In most places, employees (sometimes the boss) dread the Monday morning alarm clock. We can change that. Places we’ve helped have employees who want to be at work, contributing and achieving.
Without helping your customers to succeed, your organization will not succeed. Without helping your employees to succeed, your organization will not succeed. Leadership needs to ensure those successes happen. In every organization, great leadership works hard to provide the right tools—education, information, equipment, materials, policies and a transforming culture—to the organization’s teams catalyzing the mix of talent and experience engendering the behaviors that push an empowered group’s performance to higher levels immediately.
All the elements of the organizational system need to work together. Develop the sense of ownership throughout the organization and instill the aspect of accountability into the culture. (Accountability looks like: “see the problem, take responsibility and take action to resolve it.”)

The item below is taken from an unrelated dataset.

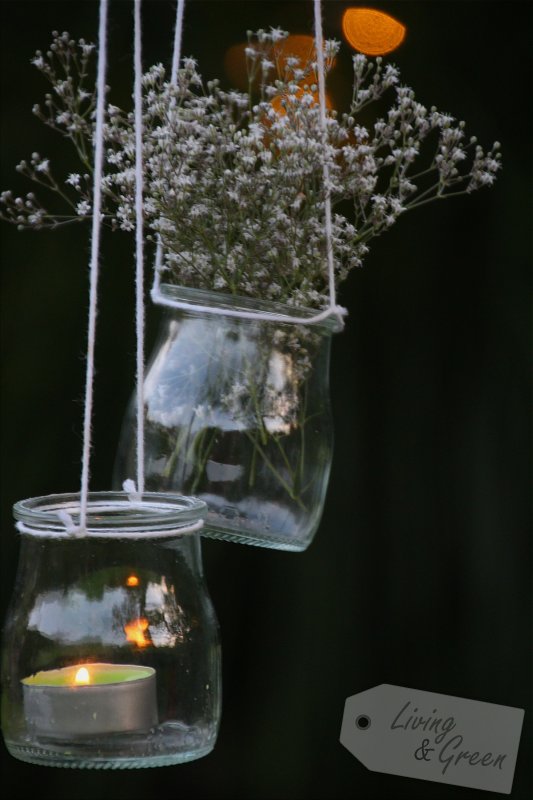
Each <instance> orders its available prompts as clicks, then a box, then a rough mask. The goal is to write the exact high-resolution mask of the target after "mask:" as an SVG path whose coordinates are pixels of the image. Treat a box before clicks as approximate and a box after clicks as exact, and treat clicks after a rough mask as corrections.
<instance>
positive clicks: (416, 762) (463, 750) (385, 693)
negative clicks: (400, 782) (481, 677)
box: [340, 683, 524, 794]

Great leadership will be “majoring on the majors” and “minoring on the minors”. The major issues will be the factors that hinder optimal performance for the organization. Since all elements of the organizational system are connected, there are one or two linchpins which tether the limits of success. Focus on those and success will be limitless. Get trapped in the mundane, trivial nooks and crannies of the business; watch the team and the business flounder. Identify those decisions that you as a leader need to make. Drive decision-making to the lowest level in the organization where the risks are low, and the knowledge of the situation is higher. In this way, you will ensure that the team knows how to contribute, knows what they are achieving and will look forward to greeting you on Monday morning.

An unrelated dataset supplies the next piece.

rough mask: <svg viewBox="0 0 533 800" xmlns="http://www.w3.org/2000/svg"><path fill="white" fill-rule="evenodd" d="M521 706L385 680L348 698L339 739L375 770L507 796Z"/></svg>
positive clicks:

photo credit: drduey via iStockphoto
“No Corporate Element is an Island”
Paraphrasing John Donne’s famous line about a man, in a poem which continues with another famous line about a tolling bell, I have learned over 30 years in management and executive experience that it’s impossible to make a change in one part of an organization without affecting other areas. In order to have lasting change, and have a successful continuous improvement initiative, the whole corporate system and the corporate culture needs to be evaluated and modified where necessary.
To experience the lasting success that your organization wants, any improvement initiative needs to be anchored in a corporate system and culture that serve as the foundation for that initiative. The elements of the corporate culture have foundational principles that increase trust, which will lead to more engagement and therefore create an organization that’s ready for change. The elements of the system include communication modes and channels, the messages, the way departments support one another, the goals that align the whole organization, the resource focus (like budgets) and projects, the supply chain interactions, and so on down to the policies and procedures that govern how we operate. Perhaps those policies and procedures help, and sometimes they hinder our efforts towards garnering success.

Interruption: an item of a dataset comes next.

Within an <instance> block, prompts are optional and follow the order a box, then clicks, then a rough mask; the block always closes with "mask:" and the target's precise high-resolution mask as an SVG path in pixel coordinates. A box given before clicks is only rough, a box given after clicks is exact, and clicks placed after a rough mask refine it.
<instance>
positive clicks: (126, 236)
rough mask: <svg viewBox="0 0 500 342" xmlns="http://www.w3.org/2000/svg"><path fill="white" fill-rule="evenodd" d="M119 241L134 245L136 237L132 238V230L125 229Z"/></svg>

Change programs, in and of themselves, never work for optimizing the effectiveness of the whole organization. They work well in generating results in a micro-optimal manner (some term this as organizational sub-optimization). The whole system needs to be focused and aligned, and some business processes need to be suborned to other processes (i.e. they may not be as efficient as possible) to optimize the whole corporate effort.
4ward Associates will help you analyze your corporate culture, and evaluate the system elements that promote business growth, and identify elements that need to be changed. We will not bring in another program; it will not be viewed as the “fad of the month”. Organizational transformation is hard. What we propose becomes a new way of corporate life. New operational behaviors happen because they will make sense to everyone. They will see the results, recognize their own achievement and realize how they are contributing. It sounds simple, but we often have blinders to what’s needed. However, if you know where to look, it often only takes a few simple steps to have the bell tolling not for a business’ death but in celebration for the success of the organization.